5e-2 True         50e-9 True
5e-3 True         5e-9 True
500e-6 True       500e-12 True   
50e-6 True        50e-12 True 
5e-6 True         50e-12 True 
500e-9 True       5000e-16 True 

Be careful though, because I round the numbers, you can only test with rounded numbers.

What happens for large numbers, is that I take their string representation i.e. "500.0". Lenght of the number subtracted by one gives me the number of zeroes\order of the number. If it's a metric order I return the simplest string containing only the leading digit of the number and its exponent.

If the order of the number isn't metric, I find the first lower metric exponent: max(exp-len(sx) for exp in metric if exp<len(sx)) (this means, find me the largest difference between an exponent of metric system and my current number order for all metric exponents that are lower than the current number order). This guarantees that all the differences will be negative, and the largest number will always point to the closest metric exponent. Return string where "main" number has more than 1 digit, how much more is determined by the difference between the closest metric exponent and current number order.

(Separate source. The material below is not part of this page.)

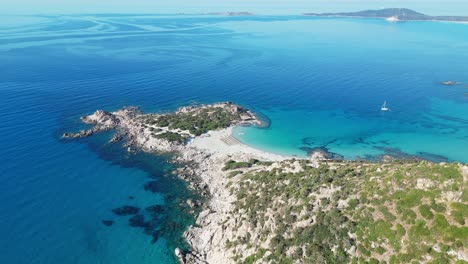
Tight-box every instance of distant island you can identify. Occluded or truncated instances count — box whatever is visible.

Small numbers get really complex because there are 2 cases to consider. When a number is larger than 0.0004 its representation will not be changed. However for numbers smaller than that, their representation will change to scientific.

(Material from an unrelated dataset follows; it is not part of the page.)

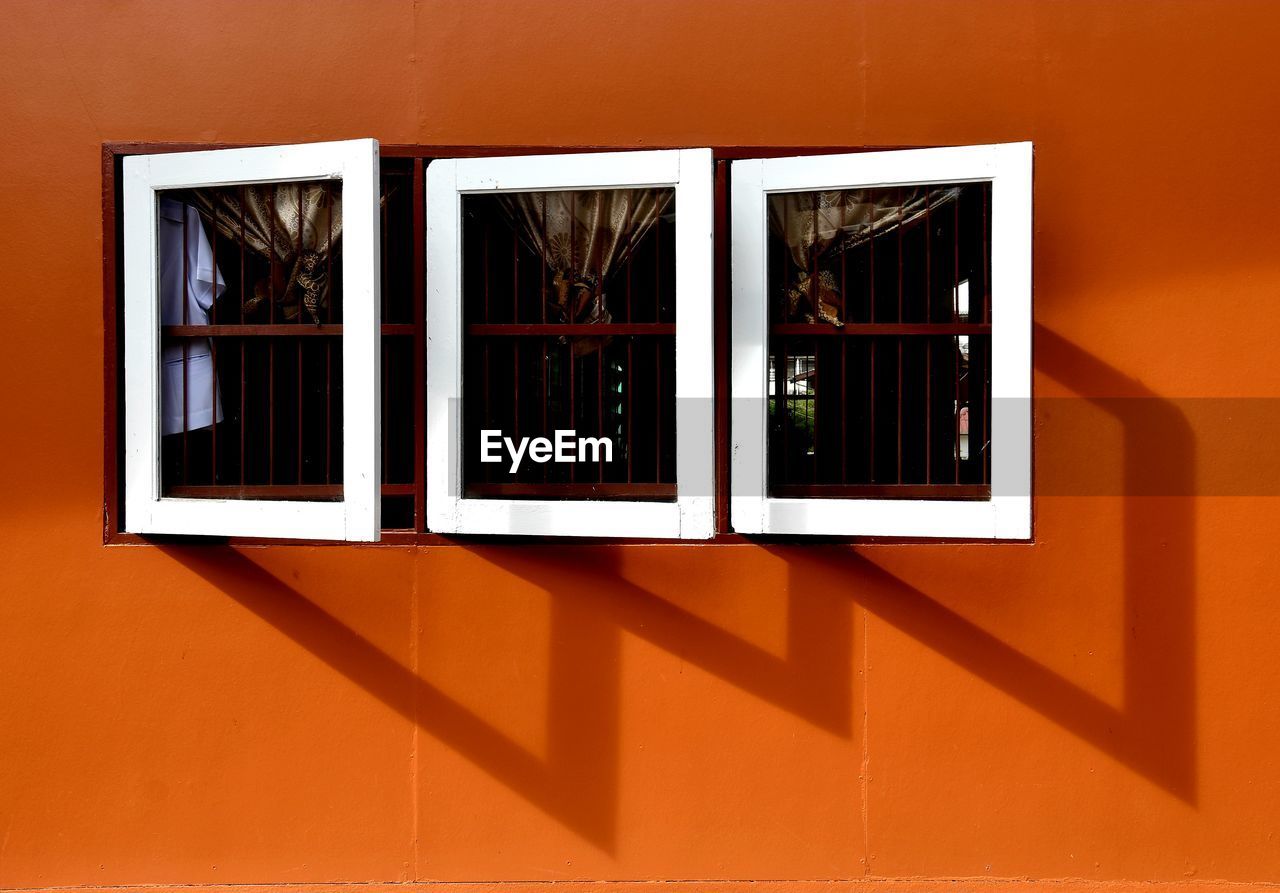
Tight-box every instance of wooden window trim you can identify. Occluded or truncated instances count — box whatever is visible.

I split the scientific representation on the letter "e" to get the actual number i.e. 1234 and the exponent. If the exponent belongs to the metric system, return the string. Otherwise get me the next smaller metric index and pad the number until it fits: mexp-exp for mexp in metric if mexp>exp (this means: for all exponents that are larger than current number order, and remember I changed current order to a positive number therefore larger metric exponent correlates to a smaller actual number, find me the minimal difference of current and metric exponent). Before I return the string I pad the right hand side of my number with enough zeroes with ljust so I don't risk raising a index out of bounds error.

For non scientifically represented small numbers, i.e. 0.000432, I split them at the ., strip the leading zeroes to get just the number 432. Length of that subtracted from length of the whole split number 000432 determines how many zeroes I have. From there I repeat the procedure for finding the next closest metric exponent, or return a string immediately.

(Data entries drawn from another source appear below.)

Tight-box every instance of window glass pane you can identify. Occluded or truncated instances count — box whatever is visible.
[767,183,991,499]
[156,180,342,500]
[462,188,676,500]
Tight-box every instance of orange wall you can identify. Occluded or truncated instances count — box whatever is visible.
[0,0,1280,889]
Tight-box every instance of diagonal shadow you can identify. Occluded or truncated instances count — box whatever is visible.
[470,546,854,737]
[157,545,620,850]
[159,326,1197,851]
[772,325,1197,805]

Functions don't have a number of decimals option, but it should be trivial to add that. An if statement before returning the result and amending the return statements to something like i.e. "%s%se%s" % (sx[0:add], sx[add:ndecimals], len(sx)-add) Should take care of that problem.

I'd like to say this was fun. But it wasn't :D it was msotly clobbering through the manual until I gave up. But I said I'd get back to you so there you go.